TL;DR: Ground fault at a hospital with a long history. Young guy gets sent to fix it, and my bosses knew that wasn’t a good idea. They took over and I got to watch two guys with decades on them troubleshoot. The attic is not a place for a beautiful terminal cabinet.
Story: I’m the install guy that’s on call for the week. Friday night, on the way home the service manager calls and says “Hey, emergency ground fault at such and such hospital. Good luck”. I show up, say hi to the maintenance guy, and he shows me to the main panel. I use the meter, and yes there indeed is a ground fault on the negative leg of SLC 1. Maintenance guy says “nothing was wrong with loop 1 in the past, but yeah this morning we’re renovating the old O.R., and at 10am there’s a ground fault. Once you find it, lemme know 'coz the GC’s paying for this, not us!”.
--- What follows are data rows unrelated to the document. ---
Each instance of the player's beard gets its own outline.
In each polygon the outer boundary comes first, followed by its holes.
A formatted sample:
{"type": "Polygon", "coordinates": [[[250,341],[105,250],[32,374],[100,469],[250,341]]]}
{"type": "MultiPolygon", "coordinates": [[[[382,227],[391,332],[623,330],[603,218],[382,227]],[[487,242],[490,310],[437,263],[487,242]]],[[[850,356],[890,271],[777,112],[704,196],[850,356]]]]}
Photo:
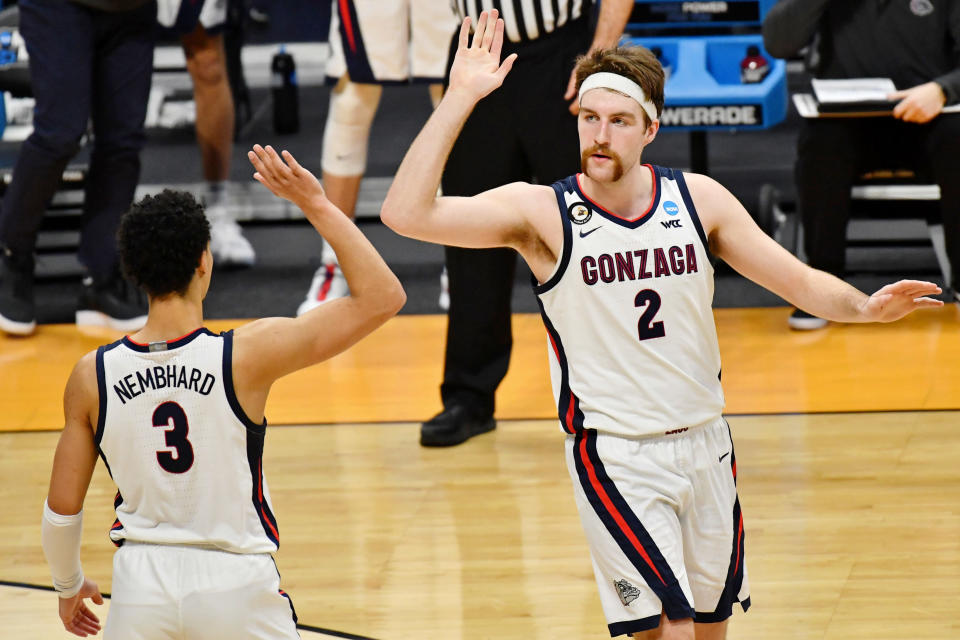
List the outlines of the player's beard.
{"type": "MultiPolygon", "coordinates": [[[[607,156],[608,158],[610,158],[610,161],[613,163],[613,180],[611,180],[611,182],[616,182],[617,180],[623,177],[623,161],[620,160],[620,156],[618,156],[615,152],[611,151],[606,145],[600,145],[600,144],[595,144],[580,154],[580,171],[581,172],[586,173],[588,176],[590,176],[589,172],[587,172],[587,161],[590,159],[590,156],[592,156],[595,153],[599,153],[607,156]]],[[[592,178],[593,176],[590,176],[590,177],[592,178]]]]}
Maintenance guy follows me and ask questions, me being young and light on service experience not appreciating the “did you find it yet!? did you find it yet!?”. Good sir, I’ve only opened one splice box, no I’m not at the problem yet. Nice guy other than that. Then one of my project managers calls “hey, that’s bs what the service guy did. Sending the new guy to go to the hospital with the long history behind. I’m helping you be there in 20”. He shows up, I tell him what I found and that I strapped out zone 1.
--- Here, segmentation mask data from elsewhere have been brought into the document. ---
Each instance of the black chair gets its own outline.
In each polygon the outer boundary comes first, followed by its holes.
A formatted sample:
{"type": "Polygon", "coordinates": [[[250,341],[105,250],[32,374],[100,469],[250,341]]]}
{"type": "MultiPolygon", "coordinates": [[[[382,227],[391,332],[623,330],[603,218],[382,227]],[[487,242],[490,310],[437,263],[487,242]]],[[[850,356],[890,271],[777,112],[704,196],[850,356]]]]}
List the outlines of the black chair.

Then literally just eight hours of opening up spider web splicing and metering for a leg that says zeros out. Then the second project manager joins us a couple hours in and same thing, just keep beeping out circuits. Nothing particularly special, but the one thing I though was funny was someone putting a neat terminal splice cabinet in the ceiling plenum. Like, why couldn’t this’d been another wire nut splice? Overly elaborate for no reason. Either, the problem was found in the renovation area and two project managers and a lead guy glanced over the problem like fifteen times and didn’t realize it.